Yesterday we met to discuss the development for full text search for objects ingested into Hydra. The work is broken up into the following steps:
1- alter the SOLR index to accept 2 new fields that will store full text
2- alter the Hydra ingest application to store the content of the TXT files into the new SOLR fields
3- setup the Blacklight controllers for handling if/when each of the FT fields are used in user searches
4- develop the Blacklight user interface to allow the FT search option

At this point we are only focused on the first two steps. 3&4 require us to have data in place. We will be moving steps 1 & 2 to the test environment the week of Oct 20 and then roll these changes into production the week of Oct 27. We will be doing all our FT testing with the Day Missions collection which uses a Hydra ingest package very similar to Kissinger.

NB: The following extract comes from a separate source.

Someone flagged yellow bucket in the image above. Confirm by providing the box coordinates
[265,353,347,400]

This is a repost from another location that has more information on our full text search plan. So I will give a brief overview of what that plan looks like with the use cases used to draft this approach.

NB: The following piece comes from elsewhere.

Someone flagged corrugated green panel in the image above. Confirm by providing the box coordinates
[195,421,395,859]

There are two types of full text search for objects we ingest into Hydra.

The first is the simplest, OCR text from a scanned image like a page in a book or a manuscript. This type of text is treated as an extension of the metadata making it simple to combine into search results since the text is considered open access.

The second is significantly more complex, it is where the contents of the full text require special permission to search so instead of the text being treated as an extension to the metadata, it is treated the same as we treat files that carry special access conditions. This permission would have been granted ahead of time so at the time you execute your full text search it will include results from the restricted items. This use case is currently specific to the Kissinger papers project but is being programmed to scale out as needed.

So the approach we are taking is kind of simple, we place the open access full text into one SOLR field and then the restricted access full text into a field specifically designed for restricted content. At the point when the search is executed, the open access text is searched and the restricted is filtered so that your search is only applied to the restricted contents which you have been granted access to view.